# Getting alot of Feedback through my Headset.



## doughboy256 (Nov 6, 2007)

So i just reinstalled Windows (XP PRO) and im getting alot of Feedback through my headset when i talk on the mic. Also people on Ventrilo can hear my music that is coming through my headphones. Im using RealTek Audio Sound drivers.


----------



## zuluclayman (Dec 16, 2005)

double click on the Volume Control icon in the taskbar, go to Options > properties > playback and see that the microphone box is ticked, then exit that window and go to the microphone slider and mute or lower the volume of the microphone. feedback can be caused by having the mic playback volume too high.


----------



## doughboy256 (Nov 6, 2007)

zuluclayman said:


> double click on the Volume Control icon in the taskbar, go to Options > properties > playback and see that the microphone box is ticked, then exit that window and go to the microphone slider and mute or lower the volume of the microphone. feedback can be caused by having the mic playback volume too high.


There is no "Microphone" Option to tick off. Here is what is on my Playback list:

Master Volume
Wave
SW Synth
Front
Rear
Subwoofer
Center
Side
SPDIF
Front Green In
Line Volume
Front Pink In
Mic Volume
CD Volme
PC Beep


----------



## doughboy256 (Nov 6, 2007)

http://img247.imageshack.us/my.php?image=volume1nu0.jpg

http://img258.imageshack.us/my.php?image=volume2qo9.jpg

http://img515.imageshack.us/my.php?image=volume3rs8.jpg

Theres pictures of my Playback/Recording in Volume Options.


----------



## magnethead (Mar 18, 2006)

It's a setting in the realtek manager. That's one of the things it will do, is cross talk between output and input channels. I'm not sure how it does it or how to undo it, but it comes in handy for recording what comes out of the speakers without a loopback cable 

on mic tab, put bth sliders at halfway, then same with overall system volume. That will remove the feedback.


----------



## doughboy256 (Nov 6, 2007)

Im not quite sure what you told me to do. but i tried what i thought you meant and that didnt work. Ive had this working before without trying what you said, i just cant remember how i did it.


----------



## doughboy256 (Nov 6, 2007)

Okay i can get the noise to stop going through my headphones but now when im using Ventrilo, any music coming from my Headphones is being played over my mic.


----------



## magnethead (Mar 18, 2006)

doughboy256 said:


> Okay i can get the noise to stop going through my headphones but now when im using Ventrilo, any music coming from my Headphones is being played over my mic.


which realtek do you have?
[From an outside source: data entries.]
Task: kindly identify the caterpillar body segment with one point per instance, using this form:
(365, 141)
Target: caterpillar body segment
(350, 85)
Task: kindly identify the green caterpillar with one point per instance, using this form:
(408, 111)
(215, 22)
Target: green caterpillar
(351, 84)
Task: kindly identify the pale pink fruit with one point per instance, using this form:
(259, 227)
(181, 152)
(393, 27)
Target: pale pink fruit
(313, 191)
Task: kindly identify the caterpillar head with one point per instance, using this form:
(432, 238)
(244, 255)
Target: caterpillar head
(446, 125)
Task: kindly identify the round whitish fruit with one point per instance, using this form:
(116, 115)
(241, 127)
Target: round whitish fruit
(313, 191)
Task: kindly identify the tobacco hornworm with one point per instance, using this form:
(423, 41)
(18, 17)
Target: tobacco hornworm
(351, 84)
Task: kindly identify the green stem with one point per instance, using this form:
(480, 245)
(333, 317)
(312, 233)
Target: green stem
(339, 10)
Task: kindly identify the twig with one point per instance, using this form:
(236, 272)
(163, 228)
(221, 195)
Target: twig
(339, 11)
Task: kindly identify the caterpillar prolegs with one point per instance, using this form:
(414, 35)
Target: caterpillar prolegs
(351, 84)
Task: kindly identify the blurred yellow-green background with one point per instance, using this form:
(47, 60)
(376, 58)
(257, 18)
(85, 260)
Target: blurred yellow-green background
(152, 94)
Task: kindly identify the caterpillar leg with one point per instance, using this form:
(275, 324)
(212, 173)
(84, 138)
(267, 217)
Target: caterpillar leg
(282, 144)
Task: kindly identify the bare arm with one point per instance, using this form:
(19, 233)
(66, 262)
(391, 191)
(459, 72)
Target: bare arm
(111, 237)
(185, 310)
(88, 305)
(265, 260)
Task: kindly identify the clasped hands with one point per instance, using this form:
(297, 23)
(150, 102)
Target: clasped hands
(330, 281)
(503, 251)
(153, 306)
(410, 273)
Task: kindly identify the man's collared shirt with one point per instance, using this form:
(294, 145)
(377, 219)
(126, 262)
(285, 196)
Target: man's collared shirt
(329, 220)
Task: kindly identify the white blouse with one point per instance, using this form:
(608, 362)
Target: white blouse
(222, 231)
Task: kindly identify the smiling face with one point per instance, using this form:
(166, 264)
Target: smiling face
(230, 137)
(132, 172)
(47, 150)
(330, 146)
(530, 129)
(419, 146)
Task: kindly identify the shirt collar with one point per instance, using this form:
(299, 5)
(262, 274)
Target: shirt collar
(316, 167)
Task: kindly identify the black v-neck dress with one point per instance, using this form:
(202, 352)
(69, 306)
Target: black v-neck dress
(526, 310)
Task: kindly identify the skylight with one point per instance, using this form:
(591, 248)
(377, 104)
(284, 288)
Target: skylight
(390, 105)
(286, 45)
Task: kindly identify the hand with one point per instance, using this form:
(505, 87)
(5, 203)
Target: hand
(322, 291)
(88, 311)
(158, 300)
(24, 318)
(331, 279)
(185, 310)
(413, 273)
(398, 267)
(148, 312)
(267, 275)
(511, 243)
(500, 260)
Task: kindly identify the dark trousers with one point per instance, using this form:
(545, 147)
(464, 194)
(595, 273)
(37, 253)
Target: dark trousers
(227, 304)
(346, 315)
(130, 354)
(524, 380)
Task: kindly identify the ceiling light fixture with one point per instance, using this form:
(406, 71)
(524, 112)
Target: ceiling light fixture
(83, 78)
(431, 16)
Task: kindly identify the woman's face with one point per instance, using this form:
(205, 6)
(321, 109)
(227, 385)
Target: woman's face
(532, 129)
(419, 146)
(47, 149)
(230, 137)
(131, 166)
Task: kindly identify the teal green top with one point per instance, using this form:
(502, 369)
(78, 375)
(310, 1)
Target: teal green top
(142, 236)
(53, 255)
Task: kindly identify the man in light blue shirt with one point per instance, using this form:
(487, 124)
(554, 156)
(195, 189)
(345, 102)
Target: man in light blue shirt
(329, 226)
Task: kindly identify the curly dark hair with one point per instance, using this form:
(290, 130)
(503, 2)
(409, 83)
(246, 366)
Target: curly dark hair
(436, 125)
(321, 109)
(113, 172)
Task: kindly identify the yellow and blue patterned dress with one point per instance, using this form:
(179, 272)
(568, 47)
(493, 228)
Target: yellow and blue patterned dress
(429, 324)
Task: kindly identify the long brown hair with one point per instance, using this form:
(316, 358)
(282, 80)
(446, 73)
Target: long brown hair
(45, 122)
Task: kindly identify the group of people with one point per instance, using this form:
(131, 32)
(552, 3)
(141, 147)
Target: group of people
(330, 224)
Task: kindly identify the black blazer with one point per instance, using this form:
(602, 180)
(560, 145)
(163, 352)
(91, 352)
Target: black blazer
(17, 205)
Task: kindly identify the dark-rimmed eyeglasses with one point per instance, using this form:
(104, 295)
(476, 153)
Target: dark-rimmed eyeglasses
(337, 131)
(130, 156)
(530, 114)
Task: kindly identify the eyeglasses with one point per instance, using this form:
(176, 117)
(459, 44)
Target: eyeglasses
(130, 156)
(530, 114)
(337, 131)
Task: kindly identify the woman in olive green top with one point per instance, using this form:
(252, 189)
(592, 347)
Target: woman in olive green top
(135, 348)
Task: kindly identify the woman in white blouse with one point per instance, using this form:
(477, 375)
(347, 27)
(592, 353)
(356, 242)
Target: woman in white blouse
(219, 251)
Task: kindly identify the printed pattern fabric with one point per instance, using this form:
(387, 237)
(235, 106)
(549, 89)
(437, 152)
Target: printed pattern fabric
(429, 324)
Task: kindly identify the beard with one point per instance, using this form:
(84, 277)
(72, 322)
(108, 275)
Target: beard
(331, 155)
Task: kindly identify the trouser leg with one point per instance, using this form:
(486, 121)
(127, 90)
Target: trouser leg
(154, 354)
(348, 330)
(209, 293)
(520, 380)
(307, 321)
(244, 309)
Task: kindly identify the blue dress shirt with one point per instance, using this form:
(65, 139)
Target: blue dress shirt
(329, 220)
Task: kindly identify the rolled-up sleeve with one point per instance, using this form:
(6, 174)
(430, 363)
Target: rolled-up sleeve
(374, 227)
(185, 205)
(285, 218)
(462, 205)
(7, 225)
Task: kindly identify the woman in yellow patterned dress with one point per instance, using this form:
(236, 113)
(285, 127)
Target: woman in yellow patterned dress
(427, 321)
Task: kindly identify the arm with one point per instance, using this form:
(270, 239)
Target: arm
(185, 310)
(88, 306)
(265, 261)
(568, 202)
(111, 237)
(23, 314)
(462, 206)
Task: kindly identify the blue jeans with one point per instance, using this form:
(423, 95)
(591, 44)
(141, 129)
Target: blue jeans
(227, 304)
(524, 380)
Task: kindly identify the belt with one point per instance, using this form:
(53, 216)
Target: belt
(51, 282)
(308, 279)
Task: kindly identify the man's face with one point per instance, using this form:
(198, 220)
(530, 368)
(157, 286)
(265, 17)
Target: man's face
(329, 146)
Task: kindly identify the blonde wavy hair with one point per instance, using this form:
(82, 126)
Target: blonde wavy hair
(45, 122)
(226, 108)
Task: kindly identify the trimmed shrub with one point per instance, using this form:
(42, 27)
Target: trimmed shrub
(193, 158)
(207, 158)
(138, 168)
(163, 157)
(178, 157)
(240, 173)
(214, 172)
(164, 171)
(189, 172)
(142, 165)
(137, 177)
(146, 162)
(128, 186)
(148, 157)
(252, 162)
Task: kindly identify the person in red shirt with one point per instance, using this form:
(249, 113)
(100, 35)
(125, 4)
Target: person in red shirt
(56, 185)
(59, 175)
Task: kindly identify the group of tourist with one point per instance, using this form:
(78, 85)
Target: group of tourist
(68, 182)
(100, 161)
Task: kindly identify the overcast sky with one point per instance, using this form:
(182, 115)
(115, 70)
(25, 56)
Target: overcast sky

Must be different from mine. I don't have a ventrillo option


----------



## zuluclayman (Dec 16, 2005)

"Mic Volume" (as in your list in earlier post) is microphone volume. Where is your headset plugged in? if you have the mic (pink) plug in your front jack then turn down the "Front pink in". Also if you have another icon (blue with sorta dot in the middle with yellow lines either side - looks like a speaker) double click it and go to microphone tab and tick Noise suppression box.


----------



## Ordinator (Jan 4, 2009)

try to plug the misc in other port or check if it port is clean, some times a dirty port causes problems in mouses, miscs, keyboards, etc................!!


----------



## doughboy256 (Nov 6, 2007)

zuluclayman said:


> "Mic Volume" (as in your list in earlier post) is microphone volume. Where is your headset plugged in? if you have the mic (pink) plug in your front jack then turn down the "Front pink in". Also if you have another icon (blue with sorta dot in the middle with yellow lines either side - looks like a speaker) double click it and go to microphone tab and tick Noise suppression box.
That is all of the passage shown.